The younger agent walked out to his car and drove off the compound, first showing his pass to the gate guards and waiting for the fortified gate to open—a nine-inch-square post held the leaves in place, and looked strong enough to stop a dump truck. From there he made his way through the concrete barricades on Pennsylvania Avenue—which until fairly recently had been a public street. He turned west and headed toward Georgetown, where he had a loft apartment, but this time he didn't go all the way home. Instead he turned onto Wisconsin Avenue, then right again to park.
It was vaguely amusing that the man should be a rug merchant. So many Americans thought that Iranians became either terrorists, rug merchants, or impolite physicians. This one had left Persia—but most Americans didn't connect Persian rugs with Iran, as though they were two distinct nations—more than fifteen years before. On his wall was a photograph of his son who, he told those who asked, had been killed in the Iran-Iraq war. That was quite true. He also told those who expressed interest that he hated the government of his former country. That was not true. He was a sleeper agent. He'd never had a single contact with anyone even connected at third hand with Tehran. Maybe he'd been checked out. More likely he had not. He belonged to no association, didn't march, speak out, or otherwise do anything but conduct a prosperous business—like Raman, he didn't even attend a mosque. He had, in fact, never met Raman, and so when the man walked in the front door, his interest only concerned which of his wide selection of handmade rugs the man might want. Instead, after determining that there was no one else in the shop at the moment, his visitor went directly to the counter.
"The picture on the wall. He looks like you. Your son?"
"Yes," the man replied with a sadness which had never left him, promises of Paradise or not. "He was killed in the war."
"Many lost sons in that conflict. Was he a religious boy?"
"Does it matter now?" the merchant asked, blinking hard.
"It always matters," Raman said, in a voice that was totally casual.
With that, both men went over to the nearer of two rug piles. The dealer flipped a few corners.

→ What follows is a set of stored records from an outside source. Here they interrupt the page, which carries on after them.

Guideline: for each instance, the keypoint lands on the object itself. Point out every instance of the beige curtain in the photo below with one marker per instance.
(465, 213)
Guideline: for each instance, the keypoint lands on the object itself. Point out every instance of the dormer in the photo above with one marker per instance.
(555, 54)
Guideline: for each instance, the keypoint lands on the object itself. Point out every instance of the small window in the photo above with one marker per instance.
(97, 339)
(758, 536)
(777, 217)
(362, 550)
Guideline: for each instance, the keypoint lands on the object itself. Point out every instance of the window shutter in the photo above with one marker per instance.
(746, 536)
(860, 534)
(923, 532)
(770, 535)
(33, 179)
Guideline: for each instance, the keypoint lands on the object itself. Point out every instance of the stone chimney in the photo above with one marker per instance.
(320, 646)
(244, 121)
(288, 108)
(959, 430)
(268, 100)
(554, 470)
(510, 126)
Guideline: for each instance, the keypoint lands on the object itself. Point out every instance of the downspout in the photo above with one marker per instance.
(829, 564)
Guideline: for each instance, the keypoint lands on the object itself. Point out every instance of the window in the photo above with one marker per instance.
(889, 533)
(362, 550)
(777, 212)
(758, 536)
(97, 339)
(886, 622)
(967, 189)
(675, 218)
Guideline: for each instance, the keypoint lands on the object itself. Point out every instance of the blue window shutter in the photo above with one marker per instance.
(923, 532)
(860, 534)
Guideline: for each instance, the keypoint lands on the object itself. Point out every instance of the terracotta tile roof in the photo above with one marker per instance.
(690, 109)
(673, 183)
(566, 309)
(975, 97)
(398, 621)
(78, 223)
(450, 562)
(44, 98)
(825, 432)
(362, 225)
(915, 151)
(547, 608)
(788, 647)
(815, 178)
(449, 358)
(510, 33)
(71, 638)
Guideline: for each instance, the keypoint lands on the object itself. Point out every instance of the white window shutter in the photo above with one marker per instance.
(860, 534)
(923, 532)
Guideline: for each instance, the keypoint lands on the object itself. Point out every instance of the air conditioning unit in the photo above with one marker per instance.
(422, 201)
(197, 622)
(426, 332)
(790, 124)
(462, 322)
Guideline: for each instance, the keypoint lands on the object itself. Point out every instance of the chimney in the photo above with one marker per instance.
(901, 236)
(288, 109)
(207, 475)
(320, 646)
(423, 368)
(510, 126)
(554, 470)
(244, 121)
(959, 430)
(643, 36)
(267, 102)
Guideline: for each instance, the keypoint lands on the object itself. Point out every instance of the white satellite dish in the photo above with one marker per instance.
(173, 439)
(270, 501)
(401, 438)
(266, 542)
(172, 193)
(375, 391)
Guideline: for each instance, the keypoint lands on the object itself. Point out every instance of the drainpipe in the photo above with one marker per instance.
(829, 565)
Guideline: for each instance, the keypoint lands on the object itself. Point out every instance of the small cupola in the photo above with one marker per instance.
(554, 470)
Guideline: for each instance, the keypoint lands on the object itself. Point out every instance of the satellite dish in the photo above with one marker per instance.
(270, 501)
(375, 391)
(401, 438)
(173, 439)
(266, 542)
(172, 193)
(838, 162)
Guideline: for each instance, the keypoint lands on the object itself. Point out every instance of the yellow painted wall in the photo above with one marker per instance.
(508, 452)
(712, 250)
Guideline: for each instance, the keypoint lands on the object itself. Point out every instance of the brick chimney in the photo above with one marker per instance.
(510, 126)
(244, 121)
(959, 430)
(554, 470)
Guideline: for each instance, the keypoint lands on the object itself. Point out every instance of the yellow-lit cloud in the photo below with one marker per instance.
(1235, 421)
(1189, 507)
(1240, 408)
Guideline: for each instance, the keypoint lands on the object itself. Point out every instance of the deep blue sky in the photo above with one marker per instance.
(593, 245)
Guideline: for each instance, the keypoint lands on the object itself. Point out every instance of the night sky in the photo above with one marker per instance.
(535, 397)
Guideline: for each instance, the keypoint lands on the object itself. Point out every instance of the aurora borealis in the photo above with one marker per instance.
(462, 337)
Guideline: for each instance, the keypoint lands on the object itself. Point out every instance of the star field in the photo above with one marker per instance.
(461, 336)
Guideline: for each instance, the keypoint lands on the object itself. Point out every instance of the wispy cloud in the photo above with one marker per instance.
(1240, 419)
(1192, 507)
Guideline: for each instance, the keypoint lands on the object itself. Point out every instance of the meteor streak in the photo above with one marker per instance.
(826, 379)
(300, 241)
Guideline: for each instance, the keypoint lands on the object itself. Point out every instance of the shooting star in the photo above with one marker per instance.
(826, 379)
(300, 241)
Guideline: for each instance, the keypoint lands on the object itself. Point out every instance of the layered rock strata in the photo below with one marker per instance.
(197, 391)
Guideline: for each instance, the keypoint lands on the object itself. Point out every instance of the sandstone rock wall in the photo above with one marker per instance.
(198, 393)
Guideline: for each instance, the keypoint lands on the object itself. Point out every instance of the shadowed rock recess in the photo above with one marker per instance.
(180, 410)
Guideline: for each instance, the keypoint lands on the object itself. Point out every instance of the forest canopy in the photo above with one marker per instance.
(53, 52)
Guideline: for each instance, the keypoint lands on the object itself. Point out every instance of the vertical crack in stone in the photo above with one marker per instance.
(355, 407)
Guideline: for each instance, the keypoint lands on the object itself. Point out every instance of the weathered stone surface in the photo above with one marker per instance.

"I am in position. I require instructions on timing." Raman didn't have a code name, and the code phrase he'd just exchanged was only known to three men. The dealer didn't know anything beyond that, except to repeat the nine words he'd just heard to someone else, then wait for a reply, and pass that along.
"Would you mind filling out a card for my client list?"
That Raman did, putting down the name and address of a real person. He'd picked the name in the phone book—actually a crisscross directory right in the White House, which had made it easy to select a number that was one digit off his own. A tick mark over the sixth digit told the dealer where to add 1 to 3 to get 4 and so complete the call. It was excellent tradecraft, taught to his Savak instructor by an Israeli more than two decades earlier and not forgotten, just as neither man from the holy city of Qom had forgotten much of anything.